Das buchhalterische Wissen wurde in der betrieblichen Berufslehre weitergegeben (Berufsbildung); es war stark traditionsgebunden. Die der doppelten Buchhaltung ohnehin immanente Pedanterie und das Streben nach formeller Korrektheit prägten das Berufsbild. Die wenigen Schulen, die kaufmännisches Wissen vermittelten, waren einer kleinen Elite der Kaufmannssöhne vorbehalten. Erst nach 1860 entstanden Angestelltenorganisationen wie der Schweizerische Kaufmännische Verband (SKV), welche Ausbildungskurse anboten. Die Buchhaltung hatte dort, neben den Fremdsprachen, zunächst nur einen geringen Stellenwert, nur langsam stieg ihre Bedeutung. Mehr Zeit beanspruchte die Schulung des kaufmännischen Rechnens. Erst ab ca. 1920 – die mathematischen Kenntnisse, welche die Schulabgänger mitbrachten, waren inzwischen gestiegen – wurde das Übergewicht des Rechnens in der beruflichen Ausbildung abgebaut und mehr Zeit in die Schulung spezifischer buchhalterischer Fähigkeiten investiert.
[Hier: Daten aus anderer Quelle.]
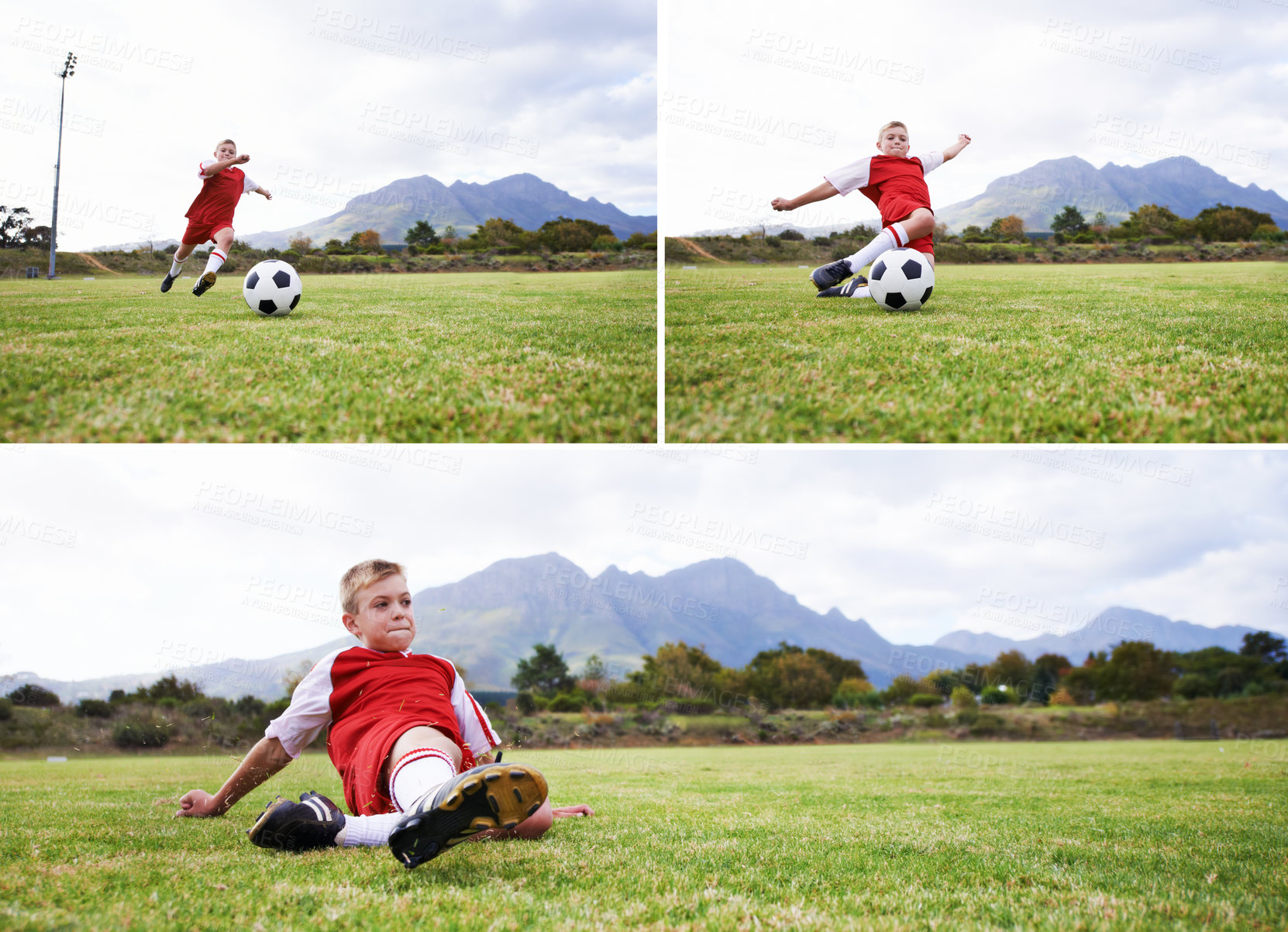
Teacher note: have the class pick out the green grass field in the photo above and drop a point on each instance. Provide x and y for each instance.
(1001, 354)
(363, 359)
(1105, 836)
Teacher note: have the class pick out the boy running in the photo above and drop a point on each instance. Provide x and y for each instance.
(897, 185)
(212, 214)
(410, 743)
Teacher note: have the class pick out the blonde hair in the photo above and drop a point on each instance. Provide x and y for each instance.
(362, 575)
(893, 123)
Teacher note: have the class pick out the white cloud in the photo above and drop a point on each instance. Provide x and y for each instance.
(1027, 80)
(171, 544)
(155, 89)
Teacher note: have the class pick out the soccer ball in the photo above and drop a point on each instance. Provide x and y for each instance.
(272, 289)
(901, 280)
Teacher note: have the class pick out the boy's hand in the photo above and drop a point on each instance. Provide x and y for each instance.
(198, 805)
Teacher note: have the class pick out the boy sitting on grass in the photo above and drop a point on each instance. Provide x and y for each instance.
(410, 743)
(212, 213)
(897, 185)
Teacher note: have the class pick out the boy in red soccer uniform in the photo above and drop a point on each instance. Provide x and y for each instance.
(212, 214)
(410, 743)
(897, 185)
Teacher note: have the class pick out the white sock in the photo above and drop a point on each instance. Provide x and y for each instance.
(367, 830)
(416, 774)
(890, 237)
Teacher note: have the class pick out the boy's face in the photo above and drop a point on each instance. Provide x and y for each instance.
(384, 620)
(894, 141)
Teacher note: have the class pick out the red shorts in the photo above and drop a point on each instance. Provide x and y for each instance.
(366, 790)
(895, 208)
(198, 233)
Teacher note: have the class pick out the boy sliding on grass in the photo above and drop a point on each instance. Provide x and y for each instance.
(212, 214)
(897, 185)
(412, 745)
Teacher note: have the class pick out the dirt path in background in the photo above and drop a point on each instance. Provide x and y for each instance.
(95, 263)
(700, 250)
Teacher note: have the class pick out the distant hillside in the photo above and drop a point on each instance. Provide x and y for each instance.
(525, 198)
(1101, 633)
(491, 619)
(1037, 194)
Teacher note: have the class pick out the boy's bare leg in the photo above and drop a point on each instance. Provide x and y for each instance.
(218, 256)
(177, 264)
(916, 225)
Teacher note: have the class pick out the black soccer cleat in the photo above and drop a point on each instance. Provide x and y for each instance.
(834, 274)
(204, 284)
(490, 797)
(312, 823)
(848, 289)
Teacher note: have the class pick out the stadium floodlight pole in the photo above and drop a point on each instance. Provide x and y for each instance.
(68, 70)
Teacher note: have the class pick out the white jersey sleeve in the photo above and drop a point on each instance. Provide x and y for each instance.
(476, 727)
(309, 710)
(852, 177)
(930, 161)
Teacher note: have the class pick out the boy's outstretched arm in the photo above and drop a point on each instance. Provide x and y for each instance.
(263, 761)
(963, 142)
(212, 171)
(821, 194)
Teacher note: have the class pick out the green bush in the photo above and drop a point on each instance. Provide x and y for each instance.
(198, 708)
(567, 702)
(142, 733)
(95, 708)
(34, 696)
(994, 695)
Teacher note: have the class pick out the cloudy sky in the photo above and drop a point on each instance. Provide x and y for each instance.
(111, 558)
(762, 98)
(329, 101)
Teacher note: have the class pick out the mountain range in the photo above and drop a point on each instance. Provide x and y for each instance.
(393, 209)
(491, 619)
(1038, 192)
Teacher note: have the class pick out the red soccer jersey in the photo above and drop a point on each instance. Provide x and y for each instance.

In der Textilindustrie strebten einzelne Unternehmer ab den 1830er Jahren eine präzisere Kosten- und Gewinnrechnung an; die Kalkulation komplexer Produkte überforderte aber zunächst noch die angewandten Methoden. Neue Rechtsnormen, die immer ausgedehnteren Handels- und Austauschbeziehungen sowie neue Formen der Unternehmensorganisation führten erst ab ca. 1880 zu einer Weiterentwicklung des betrieblichen Rechnungswesens. 1881 löste das erste schweizerische Obligationenrecht (OR) existierende ältere kantonale Regelungen (Neuenburg 1833, Luzern 1839, Basel-Stadt 1847, Zürich 1855 usw.) ab und schrieb erstmals landesweit ein Mindestmass geordneter Buchführung für alle im Handelsregister eingetragenen Firmen vor. Spätere Revisionen des OR (1911, 1936, 1975) erweiterten die Dokumentationspflicht. Mit den ständig weitläufiger werdenden wirtschaftlichen Beziehungen, den zunehmenden Betriebsgrössen und der Fabrikation immer komplexerer Produkte stieg auch der betriebsinterne Informationsbedarf. Die Buchhaltung wurde nun auch arbeitsteilig organisiert und in Sparten wie zum Beispiel Betriebs-, Lohn- und Materialbuchhaltung aufgegliedert. Ausserdem wurde sie wie die übrigen Bereiche der wachsenden Büroabteilungen schliesslich selbst zum Kostenfaktor (Büro, Bürokratisierung).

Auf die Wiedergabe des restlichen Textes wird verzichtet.